China’s dramatic economic growth is intensifying the challenges of urban policy. Mass migration to the cities is leading to urban sprawl, the loss of arable land, and spiraling demand for energy and natural resources, as well as contributing to the challenge of providing social services. It’s time for policy makers to rethink their approach to these problems and to the direction that urbanization has taken so far.

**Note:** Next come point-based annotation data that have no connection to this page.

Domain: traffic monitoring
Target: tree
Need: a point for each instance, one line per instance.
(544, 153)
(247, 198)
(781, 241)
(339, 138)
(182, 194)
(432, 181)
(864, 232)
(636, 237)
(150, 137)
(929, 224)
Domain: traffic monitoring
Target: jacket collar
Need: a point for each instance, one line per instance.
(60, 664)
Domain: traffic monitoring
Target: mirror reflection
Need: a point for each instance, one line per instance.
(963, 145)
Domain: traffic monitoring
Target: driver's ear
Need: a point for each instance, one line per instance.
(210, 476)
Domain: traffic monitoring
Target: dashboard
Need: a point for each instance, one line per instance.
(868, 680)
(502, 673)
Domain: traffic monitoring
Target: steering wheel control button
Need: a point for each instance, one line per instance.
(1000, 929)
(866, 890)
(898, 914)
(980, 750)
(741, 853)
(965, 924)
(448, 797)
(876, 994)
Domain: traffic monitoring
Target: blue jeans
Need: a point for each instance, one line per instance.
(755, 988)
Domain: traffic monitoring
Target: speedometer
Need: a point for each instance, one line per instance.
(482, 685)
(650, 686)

About 600 million Chinese now live in cities, yet that represents only 45 percent of the population, compared with more than 80 percent in the United States, so China’s cities are likely to grow considerably. New research by the McKinsey Global Institute projects that by 2025 China’s cities will add 325 million more people, including about 230 million migrants. Following the current trend, the country’s urban population will reach 926 million by 2025 and top 1 billion by 2030 (Read the full report, Preparing for China’s urban billion).

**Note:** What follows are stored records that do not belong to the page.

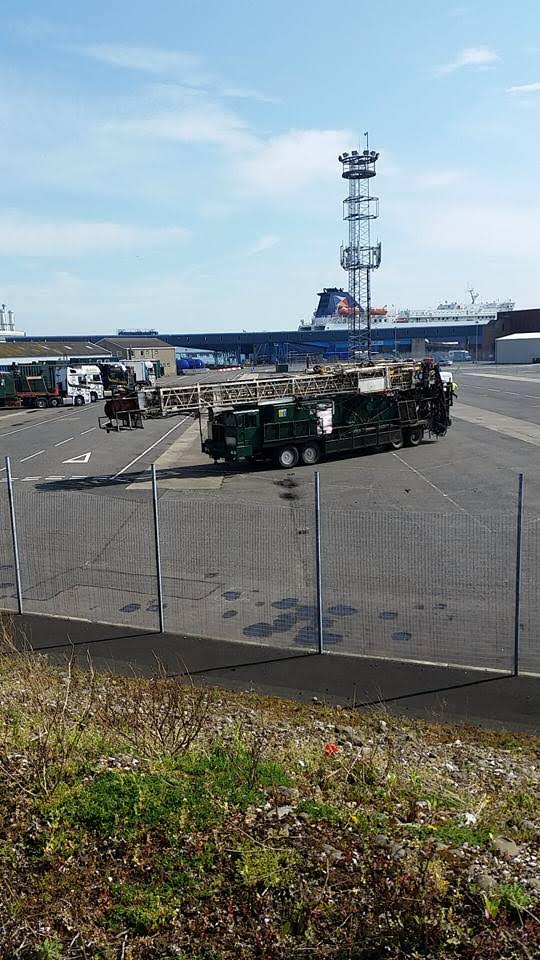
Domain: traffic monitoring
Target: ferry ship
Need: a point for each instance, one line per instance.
(336, 307)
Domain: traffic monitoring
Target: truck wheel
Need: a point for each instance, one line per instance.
(310, 454)
(287, 457)
(414, 436)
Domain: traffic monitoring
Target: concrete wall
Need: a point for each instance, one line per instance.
(517, 351)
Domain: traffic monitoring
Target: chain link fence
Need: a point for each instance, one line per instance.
(432, 588)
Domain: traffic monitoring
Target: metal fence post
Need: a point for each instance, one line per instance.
(158, 550)
(14, 534)
(519, 551)
(318, 564)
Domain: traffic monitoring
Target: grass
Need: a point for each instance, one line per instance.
(148, 820)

Rapid urbanization will contribute to GDP growth but also carries serious challenges. By our estimates, demand for energy in urban areas will more than double, and demand for water will increase by 70 to 100 percent. Providing health care and education to new migrants will severely strain municipal finances. Depending on the shape urbanization takes—more concentrated or more dispersed—7 to 20 percent of the country’s arable land could be lost. Urban sprawl, massive slums, pollution, and traffic gridlock are some of the problems cities around the world confront when infrastructure and municipal services fail to keep pace with the influx of people. Decisions that China’s officials make today will determine whether its cities struggle to cope with growth (as in Mexico City, Mumbai, and São Paulo) or emerge as world-class metropolises on par with London, New York, and Tokyo.

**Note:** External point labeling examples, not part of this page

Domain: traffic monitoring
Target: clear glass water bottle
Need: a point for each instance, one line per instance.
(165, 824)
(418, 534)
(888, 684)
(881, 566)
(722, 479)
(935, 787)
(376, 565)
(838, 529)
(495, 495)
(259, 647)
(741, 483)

We examined the impact of four scenarios for China’s coming urban expansion in areas such as labor, resource management, and municipal finance. The scenarios depict, respectively, future urban growth characterized above all by the emergence of a small number of supercities with populations of 20 million or more, by hub-and-spoke clusters of small and midsize cities growing around the largest one, by the distributed growth of a large number of midsize cities, and, finally, by an even larger number of small ones. Played out through 2025, each scenario produced a starkly different urban pattern for China.